Logo no prólogo nos é apresentado as características dos personagens e a opinião de Dennis sobre esse famigerado romance. Isso é algo muito interessante nos livros do Sr. King, ele consegue em poucas palavras nos fazer ficar grudados na história, a fim de satisfazermos a curiosidade do que vai acontecer na próxima página.

Voltando pra história. Em uma volta para casa, Arnie Cunnigham vê pela primeira vez aquilo que seria a verdadeira desgraça de toda a sua vida e daqueles que vivem próximo a ele, porém cego pela atração que Christine exala, ele enlouquece ao ponto de criar uma obsessão  irracional pelo carro. O Plymouth Fury 1958 encontrava-se em um estado deplorável, coberto por ferrugens e amassados, além de diversos problemas no motor e em seu interior, enfim uma verdadeira lata velha. O seu dono atual, Roland D. LeBay, era um velho soldado com um passado obscuro que no decorrer do livro nos é mostrado e que tem bastante influência no desenrolar da história. Depois de uma negociação acirrada e de diverso protestos de Dennis, Arnie adquire o carro.

É a partir desse ponto que as coisas começam a dar errado.
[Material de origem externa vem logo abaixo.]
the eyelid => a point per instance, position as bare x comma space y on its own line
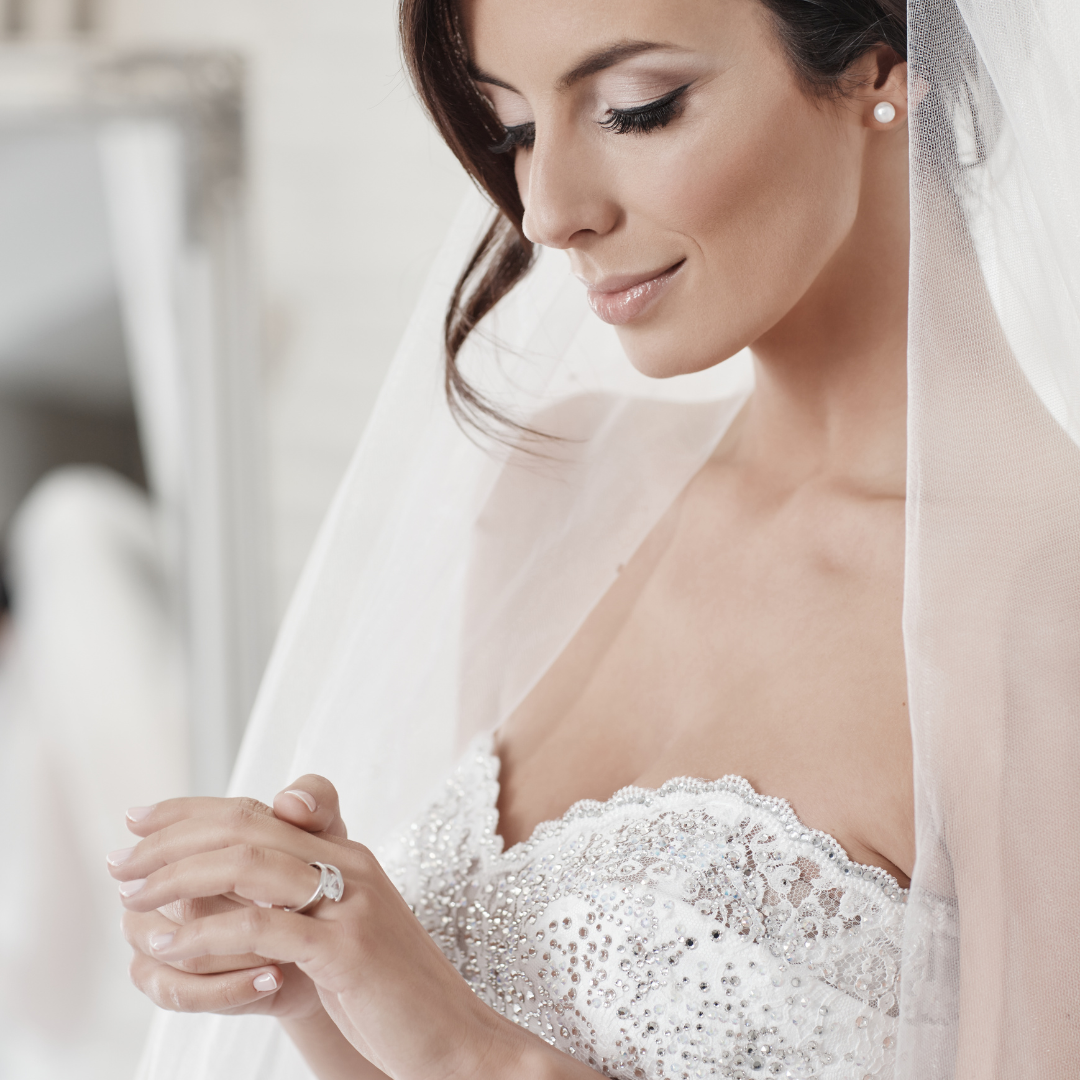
645, 106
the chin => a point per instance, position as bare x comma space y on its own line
664, 355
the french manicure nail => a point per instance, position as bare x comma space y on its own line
129, 889
118, 856
307, 799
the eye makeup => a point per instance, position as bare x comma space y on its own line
637, 120
642, 119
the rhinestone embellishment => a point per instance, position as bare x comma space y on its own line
694, 930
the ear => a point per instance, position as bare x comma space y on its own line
885, 83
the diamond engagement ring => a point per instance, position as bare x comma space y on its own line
331, 886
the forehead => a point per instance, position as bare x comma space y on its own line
551, 38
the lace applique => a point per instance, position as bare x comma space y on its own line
697, 930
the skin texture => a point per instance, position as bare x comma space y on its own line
758, 629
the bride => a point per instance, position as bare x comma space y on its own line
646, 589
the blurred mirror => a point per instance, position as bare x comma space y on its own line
131, 498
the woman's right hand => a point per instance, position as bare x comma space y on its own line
237, 984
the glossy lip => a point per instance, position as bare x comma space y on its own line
621, 299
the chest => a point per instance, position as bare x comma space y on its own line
691, 931
765, 643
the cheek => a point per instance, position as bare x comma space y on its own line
761, 206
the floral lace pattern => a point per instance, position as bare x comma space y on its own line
696, 930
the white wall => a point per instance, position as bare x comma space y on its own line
353, 192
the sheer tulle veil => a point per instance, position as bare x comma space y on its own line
395, 649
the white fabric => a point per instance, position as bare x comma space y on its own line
391, 657
91, 720
697, 929
993, 595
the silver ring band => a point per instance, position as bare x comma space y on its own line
331, 886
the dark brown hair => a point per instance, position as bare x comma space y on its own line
823, 39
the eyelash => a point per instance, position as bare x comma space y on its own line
635, 121
646, 118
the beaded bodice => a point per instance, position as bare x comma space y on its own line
694, 930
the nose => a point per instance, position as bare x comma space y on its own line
566, 198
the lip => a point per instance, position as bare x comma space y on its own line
621, 299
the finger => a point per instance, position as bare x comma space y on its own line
143, 821
311, 804
181, 991
291, 939
235, 822
261, 875
188, 910
140, 928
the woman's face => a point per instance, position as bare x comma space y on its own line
670, 148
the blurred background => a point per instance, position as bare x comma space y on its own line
215, 218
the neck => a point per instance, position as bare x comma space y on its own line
831, 397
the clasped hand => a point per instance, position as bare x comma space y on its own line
204, 893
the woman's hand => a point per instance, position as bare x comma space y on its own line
237, 984
380, 976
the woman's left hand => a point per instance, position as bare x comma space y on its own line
379, 974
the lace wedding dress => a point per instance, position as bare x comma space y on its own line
696, 930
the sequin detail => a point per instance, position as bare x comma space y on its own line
693, 930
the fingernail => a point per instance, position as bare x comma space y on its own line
118, 856
307, 799
130, 888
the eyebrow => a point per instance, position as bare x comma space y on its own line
591, 65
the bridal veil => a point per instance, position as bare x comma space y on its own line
395, 650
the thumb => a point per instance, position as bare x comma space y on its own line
311, 804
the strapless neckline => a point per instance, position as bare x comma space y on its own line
732, 783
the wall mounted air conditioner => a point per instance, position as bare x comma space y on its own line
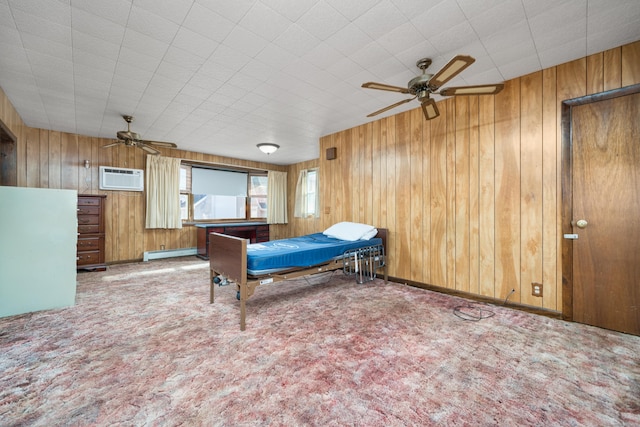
121, 179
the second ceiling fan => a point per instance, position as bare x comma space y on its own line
132, 139
422, 86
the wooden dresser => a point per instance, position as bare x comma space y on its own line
90, 255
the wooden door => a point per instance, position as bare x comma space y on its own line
605, 176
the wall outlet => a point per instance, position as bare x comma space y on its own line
536, 289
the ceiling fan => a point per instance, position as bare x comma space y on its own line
132, 139
425, 84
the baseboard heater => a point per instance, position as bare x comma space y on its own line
169, 253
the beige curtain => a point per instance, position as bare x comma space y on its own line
303, 196
163, 192
277, 198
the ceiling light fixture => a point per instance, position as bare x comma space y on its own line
268, 147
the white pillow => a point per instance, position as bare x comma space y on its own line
369, 235
351, 231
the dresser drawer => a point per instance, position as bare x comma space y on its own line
89, 201
88, 210
88, 229
88, 257
89, 243
88, 219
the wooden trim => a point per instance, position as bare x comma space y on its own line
567, 196
478, 298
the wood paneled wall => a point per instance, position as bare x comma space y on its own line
471, 199
50, 159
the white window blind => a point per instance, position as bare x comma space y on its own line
219, 183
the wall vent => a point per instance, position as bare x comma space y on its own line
121, 179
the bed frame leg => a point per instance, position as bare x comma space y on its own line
243, 307
212, 287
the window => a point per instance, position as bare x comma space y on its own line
307, 194
258, 195
216, 194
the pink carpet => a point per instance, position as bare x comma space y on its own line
144, 347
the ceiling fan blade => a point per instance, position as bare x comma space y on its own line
160, 144
473, 90
113, 144
430, 109
382, 86
148, 149
404, 101
449, 71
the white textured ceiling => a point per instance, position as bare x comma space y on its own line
220, 76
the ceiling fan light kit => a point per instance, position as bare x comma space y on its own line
268, 148
133, 139
425, 84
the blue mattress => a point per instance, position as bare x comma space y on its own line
299, 252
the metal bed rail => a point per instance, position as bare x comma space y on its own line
363, 263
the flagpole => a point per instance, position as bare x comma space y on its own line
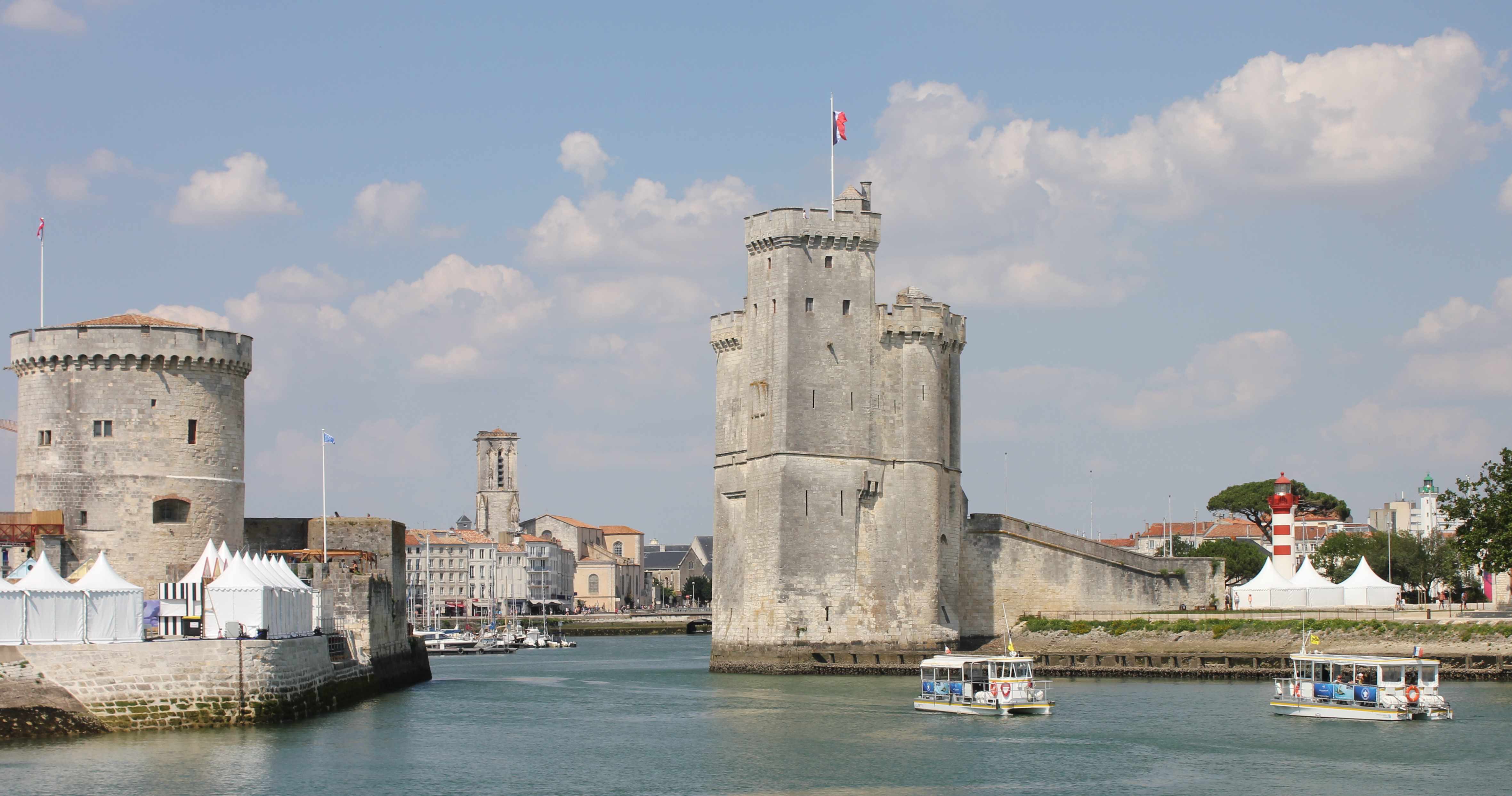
324, 554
Primeiramente, começam  a ocorrer mudanças físicas em Arnie, seu rosto que antes era coberto de espinhas torna-se mais limpo, seu corpo magro começa adquirir massa muscular e enfim ele começa a ser notado pelas pessoas. Uma dessas pessoas chama-se Leigh Cabot, que no decorrer da história acaba se apaixonando por Arnie. Mas o que parecia ser uma melhora acaba se tornado algo horripilante pois, em contrapartida, a personalidade de Arnie é mudada ao ponto dele começar a viver em função do carro, todas as suas atitudes e decisões são voltadas para Christine o que gera um afastamento das pessoas mais próximas à ele, isto é, seu pai, sua mãe e por fim Dennis. Além disso, traços de LeBay começam a surgir nos trejeitos de Arnie, palavras que o antigo dono de Chistine usava, as dores na coluna, os pontos de vista sobre determinados assuntos e é claro, a obsessão pelo carro.

Cada vez que Arnie vai perdendo um pouco mais das suas características e Christine acaba tornando-se mais nova, como se ela estivesse sugando a força vital do pobre Arnie sem ele perceber.

Depois que Leigh se aproxima de Arnie, ela e Dennis tentam mostrá-lo que a "paixão" que ele sente pelo carro está lhe prejudicando, contudo, Christine ao perceber essa artimanha, começa demonstrar uma certa antipatia, ou melhor, um certo ciúme tanto de Leigh como de Dennis, o que torna o convívio entre eles muito difícil. Além disso, todos os inimigos de Arnie começam a ser assassinados misteriosamente.

Por fim, Dennis tenta com todas as forças descobrir o segredo por trás do carro para mostrar ao seu amigo todo o mal que gira em torno de Christine, isto o leva ao passado da família LeBay e dos acontecimentos que levaram a venda do carro por Roland D. LeBay.

O final é previsível, porém com relação aos livros de Stephen King eu gosto de aplicar aquela famosa frase: "O que vale não é o pote de ouro no final do arco-iris mas, o caminho até encontrá-lo."
O escritor consegue de forma magistral nos prender página por página e, com  plena certeza, não nos arrependemos de ter perdido algumas horas de sono.

A edição que tenho é de bolso da Ponto de Leitura, confesso que as páginas tornam-se um pouco apertadas, mas como geralmente os livros de Stephen King publicados pela Editora Suma de Letras são um pouco caros, vale a pena compra essas edições de bolso, pois são poucos os erros encontrados nessas edições menores, nada muito alarmante.

Quero aproveitar esses espaço pra falar sobre a trilha sonora desse livro, ela é ótima, quando lê-lo tente encontrar as músicas que ele cita, pois são de altíssima qualidade.

É isso pessoal, obrigado e até a próxima.